Health maintenance organizations (HMOs)
Mayo Clinic may not participate with your HMO. An HMO usually requires prior authorization. Your doctor's referral isn't the same as an authorization for payment. Managed care plans such as an HMO may deny payment or reduce benefits if medical care is obtained outside of the established network or authorization of the plan. To avoid denial or reduction of benefits, it's to your advantage to contact your insurance carrier prior to services to determine plan requirements or limitations to receiving care outside of the network.

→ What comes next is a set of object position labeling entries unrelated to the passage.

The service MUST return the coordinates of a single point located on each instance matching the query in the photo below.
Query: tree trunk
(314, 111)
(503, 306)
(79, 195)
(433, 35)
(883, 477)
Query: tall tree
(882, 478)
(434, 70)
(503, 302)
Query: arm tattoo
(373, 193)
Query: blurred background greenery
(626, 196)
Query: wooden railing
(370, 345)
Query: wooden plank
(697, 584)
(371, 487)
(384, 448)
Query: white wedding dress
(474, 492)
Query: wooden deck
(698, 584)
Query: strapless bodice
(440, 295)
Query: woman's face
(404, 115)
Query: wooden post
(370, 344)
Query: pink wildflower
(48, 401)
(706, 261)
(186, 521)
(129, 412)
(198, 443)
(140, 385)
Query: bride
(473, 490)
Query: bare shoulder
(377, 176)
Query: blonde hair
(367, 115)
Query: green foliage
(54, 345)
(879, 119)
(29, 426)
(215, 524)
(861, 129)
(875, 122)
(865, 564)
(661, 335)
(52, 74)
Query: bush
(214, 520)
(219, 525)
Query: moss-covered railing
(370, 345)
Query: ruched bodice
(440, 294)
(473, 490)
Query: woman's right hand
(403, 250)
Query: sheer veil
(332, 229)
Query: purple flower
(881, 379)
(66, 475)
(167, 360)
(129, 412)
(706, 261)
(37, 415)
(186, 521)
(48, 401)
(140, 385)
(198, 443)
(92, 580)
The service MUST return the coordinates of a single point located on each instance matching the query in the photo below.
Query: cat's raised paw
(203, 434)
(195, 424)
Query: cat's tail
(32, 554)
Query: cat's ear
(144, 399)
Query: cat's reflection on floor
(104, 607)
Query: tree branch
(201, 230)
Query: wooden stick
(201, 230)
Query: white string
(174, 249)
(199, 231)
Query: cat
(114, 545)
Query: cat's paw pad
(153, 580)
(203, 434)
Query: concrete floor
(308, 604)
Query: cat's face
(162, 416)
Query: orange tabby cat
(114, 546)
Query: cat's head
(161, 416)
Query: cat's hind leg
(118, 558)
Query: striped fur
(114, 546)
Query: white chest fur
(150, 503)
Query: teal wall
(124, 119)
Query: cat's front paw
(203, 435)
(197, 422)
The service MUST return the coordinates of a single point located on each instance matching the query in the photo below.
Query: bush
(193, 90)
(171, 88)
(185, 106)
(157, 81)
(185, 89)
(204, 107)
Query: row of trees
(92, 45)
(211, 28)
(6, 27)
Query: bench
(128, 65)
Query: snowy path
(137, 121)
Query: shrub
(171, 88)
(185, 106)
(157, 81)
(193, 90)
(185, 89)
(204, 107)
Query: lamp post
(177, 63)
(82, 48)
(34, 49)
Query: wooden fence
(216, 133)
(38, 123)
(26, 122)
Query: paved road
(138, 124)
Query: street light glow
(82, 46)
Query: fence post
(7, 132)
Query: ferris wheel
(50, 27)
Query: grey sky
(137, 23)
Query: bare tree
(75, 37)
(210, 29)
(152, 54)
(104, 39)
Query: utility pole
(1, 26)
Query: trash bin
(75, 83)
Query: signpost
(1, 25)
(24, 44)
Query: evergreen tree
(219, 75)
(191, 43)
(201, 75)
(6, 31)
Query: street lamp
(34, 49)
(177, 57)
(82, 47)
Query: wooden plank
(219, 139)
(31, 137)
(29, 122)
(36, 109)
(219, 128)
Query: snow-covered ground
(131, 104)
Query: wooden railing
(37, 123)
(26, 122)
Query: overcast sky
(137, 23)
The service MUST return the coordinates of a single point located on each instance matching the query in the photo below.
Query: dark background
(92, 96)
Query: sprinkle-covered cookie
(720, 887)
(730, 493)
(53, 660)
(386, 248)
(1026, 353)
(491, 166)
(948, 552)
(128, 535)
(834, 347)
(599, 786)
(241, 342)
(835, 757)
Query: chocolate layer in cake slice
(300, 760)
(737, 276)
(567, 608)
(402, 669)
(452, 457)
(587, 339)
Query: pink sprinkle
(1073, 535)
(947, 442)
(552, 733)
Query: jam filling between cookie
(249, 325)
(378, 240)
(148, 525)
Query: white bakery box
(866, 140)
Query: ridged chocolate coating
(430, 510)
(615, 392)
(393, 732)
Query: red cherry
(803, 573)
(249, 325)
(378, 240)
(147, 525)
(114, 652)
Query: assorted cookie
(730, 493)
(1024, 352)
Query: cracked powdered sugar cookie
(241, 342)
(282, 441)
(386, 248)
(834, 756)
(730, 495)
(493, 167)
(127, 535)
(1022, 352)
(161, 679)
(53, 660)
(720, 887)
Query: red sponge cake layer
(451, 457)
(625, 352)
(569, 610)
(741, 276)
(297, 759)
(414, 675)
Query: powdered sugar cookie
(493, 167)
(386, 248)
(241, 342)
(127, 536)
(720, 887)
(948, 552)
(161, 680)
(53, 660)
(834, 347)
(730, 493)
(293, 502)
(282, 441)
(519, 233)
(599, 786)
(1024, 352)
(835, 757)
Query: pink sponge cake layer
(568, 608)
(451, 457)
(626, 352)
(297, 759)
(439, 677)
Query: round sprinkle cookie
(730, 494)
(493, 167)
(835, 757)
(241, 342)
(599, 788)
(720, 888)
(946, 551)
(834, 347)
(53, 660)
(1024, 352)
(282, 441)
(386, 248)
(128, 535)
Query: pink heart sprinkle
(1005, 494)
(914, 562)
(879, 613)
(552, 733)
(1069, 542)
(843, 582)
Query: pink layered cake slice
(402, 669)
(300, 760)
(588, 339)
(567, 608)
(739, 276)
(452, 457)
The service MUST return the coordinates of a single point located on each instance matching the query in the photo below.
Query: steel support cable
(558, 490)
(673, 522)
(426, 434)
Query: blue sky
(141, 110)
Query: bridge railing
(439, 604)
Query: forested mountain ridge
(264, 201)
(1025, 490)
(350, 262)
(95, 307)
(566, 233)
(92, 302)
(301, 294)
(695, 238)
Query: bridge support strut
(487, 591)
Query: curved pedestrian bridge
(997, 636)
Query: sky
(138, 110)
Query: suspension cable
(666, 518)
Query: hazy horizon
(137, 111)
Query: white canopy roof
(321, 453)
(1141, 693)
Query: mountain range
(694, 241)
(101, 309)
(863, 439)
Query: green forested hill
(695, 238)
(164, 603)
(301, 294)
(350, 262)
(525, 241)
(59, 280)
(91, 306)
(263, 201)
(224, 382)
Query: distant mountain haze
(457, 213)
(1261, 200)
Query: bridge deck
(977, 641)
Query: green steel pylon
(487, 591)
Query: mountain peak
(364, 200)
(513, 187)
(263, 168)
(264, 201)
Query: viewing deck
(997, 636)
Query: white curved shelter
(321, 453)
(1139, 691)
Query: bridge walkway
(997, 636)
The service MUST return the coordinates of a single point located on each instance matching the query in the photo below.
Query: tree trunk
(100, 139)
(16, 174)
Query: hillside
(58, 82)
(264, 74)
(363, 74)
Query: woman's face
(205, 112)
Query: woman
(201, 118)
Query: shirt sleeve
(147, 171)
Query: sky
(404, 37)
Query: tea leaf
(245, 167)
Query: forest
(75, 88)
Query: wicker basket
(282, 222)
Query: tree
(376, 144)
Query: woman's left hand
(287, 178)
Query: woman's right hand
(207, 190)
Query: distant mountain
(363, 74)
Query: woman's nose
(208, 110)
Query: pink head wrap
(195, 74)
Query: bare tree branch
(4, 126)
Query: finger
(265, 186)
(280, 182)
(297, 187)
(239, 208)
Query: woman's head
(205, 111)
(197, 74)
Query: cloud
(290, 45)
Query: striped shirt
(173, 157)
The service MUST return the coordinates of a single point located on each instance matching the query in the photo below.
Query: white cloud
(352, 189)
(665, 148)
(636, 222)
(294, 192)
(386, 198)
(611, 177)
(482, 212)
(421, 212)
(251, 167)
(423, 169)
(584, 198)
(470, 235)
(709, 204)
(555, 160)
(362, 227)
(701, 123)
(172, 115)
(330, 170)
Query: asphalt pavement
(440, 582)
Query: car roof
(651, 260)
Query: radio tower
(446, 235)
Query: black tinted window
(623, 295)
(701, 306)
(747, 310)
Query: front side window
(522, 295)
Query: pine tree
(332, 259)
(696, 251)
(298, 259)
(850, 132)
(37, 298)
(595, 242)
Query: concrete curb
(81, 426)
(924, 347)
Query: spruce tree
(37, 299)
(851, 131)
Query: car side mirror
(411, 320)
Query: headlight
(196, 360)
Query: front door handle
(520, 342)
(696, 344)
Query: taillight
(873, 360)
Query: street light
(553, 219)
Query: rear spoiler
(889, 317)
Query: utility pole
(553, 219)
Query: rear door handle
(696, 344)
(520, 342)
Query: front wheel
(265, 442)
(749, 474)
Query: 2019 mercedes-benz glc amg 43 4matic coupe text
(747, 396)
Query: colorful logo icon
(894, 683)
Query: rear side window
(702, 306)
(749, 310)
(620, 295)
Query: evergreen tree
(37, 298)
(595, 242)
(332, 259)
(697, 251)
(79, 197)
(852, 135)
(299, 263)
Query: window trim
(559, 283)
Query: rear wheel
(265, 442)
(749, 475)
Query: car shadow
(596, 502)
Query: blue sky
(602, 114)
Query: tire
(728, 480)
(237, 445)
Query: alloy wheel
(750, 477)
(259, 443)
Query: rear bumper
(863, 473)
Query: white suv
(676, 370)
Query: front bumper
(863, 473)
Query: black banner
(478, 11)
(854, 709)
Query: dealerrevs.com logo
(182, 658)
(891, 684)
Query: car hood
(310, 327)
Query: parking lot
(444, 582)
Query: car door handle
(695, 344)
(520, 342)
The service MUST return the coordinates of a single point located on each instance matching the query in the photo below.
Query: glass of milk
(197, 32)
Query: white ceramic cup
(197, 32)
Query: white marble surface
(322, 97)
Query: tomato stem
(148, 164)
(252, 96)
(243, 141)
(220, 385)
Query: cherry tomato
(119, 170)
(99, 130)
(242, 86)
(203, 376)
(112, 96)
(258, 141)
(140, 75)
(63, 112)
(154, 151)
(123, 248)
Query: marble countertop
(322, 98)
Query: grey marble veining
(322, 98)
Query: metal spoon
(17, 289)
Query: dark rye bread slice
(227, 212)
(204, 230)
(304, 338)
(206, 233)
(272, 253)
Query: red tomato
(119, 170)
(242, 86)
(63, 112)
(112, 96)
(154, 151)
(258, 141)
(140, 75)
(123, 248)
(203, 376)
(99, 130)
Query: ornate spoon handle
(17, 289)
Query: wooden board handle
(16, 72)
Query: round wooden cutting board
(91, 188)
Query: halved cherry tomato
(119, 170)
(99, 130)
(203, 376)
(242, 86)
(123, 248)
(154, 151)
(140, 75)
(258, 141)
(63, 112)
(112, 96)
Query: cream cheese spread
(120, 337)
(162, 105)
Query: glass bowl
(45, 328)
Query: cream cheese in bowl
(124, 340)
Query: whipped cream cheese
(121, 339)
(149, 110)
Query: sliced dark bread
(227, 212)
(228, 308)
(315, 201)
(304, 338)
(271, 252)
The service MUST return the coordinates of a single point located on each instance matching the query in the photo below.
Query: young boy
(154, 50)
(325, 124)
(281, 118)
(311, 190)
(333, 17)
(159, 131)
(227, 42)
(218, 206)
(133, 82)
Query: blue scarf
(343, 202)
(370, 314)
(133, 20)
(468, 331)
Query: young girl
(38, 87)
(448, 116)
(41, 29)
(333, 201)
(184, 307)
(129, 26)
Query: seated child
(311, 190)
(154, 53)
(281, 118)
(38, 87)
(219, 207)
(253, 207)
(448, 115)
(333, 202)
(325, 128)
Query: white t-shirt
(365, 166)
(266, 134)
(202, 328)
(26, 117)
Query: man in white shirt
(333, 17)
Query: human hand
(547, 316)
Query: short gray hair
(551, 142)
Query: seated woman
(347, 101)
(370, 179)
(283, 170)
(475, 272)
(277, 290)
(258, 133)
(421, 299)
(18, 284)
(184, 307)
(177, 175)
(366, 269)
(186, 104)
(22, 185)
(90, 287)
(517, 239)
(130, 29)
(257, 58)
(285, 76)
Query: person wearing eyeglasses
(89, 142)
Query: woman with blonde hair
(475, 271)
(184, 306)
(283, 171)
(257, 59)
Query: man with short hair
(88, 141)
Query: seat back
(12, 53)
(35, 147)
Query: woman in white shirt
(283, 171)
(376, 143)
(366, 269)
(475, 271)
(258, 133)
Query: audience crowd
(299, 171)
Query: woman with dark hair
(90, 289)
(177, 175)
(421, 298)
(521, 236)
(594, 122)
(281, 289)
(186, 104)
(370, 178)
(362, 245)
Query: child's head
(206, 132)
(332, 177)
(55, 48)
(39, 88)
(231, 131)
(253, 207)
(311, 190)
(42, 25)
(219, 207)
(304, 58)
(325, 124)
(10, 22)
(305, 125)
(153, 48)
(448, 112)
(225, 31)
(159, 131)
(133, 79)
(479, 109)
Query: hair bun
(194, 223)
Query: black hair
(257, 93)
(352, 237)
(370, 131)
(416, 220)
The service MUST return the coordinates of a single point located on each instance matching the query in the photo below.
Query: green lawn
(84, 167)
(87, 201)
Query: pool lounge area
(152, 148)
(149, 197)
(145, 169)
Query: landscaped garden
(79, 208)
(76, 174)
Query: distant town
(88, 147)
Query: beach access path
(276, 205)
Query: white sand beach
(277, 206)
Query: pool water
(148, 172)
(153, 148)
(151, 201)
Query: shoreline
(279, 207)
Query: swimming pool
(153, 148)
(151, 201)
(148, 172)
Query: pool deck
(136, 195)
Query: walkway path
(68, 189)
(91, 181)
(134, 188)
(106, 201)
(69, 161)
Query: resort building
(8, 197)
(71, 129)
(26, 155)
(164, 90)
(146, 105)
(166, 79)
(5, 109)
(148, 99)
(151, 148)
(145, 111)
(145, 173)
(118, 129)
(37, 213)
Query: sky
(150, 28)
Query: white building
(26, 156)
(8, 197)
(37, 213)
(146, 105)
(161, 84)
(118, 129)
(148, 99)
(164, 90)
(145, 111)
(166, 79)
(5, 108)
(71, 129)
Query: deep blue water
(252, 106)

Mayo Clinic requests a pre-service deposit for all services that haven't been authorized by your insurer. Deposits are based on an estimate of the cost of services you or your doctor request, and deposits aren't necessarily payment in full. Your actual charges may be greater or lesser than the deposit. For example, charges for colonoscopy services vary depending on the number of polyps discovered and the pathology tests performed. If further testing or doctor consultations are necessary, additional deposits may be required. If the actual charges are less than your deposit, Mayo Clinic will refund the balance of your deposit.
If authorization for your services at Mayo Clinic can be verified with your HMO before you receive care, you won't be required to make a deposit for the authorized services. However, if additional services are necessary, Mayo Clinic will require further authorization or deposits. Further authorizations may take up to a week or more depending on the HMO or insurer's review process.
In the event additional charges are posted beyond the date of your visit, Mayo Clinic will send you an adjusted itemized statement of charges. You should pay for these additional services when you receive your monthly statement of account.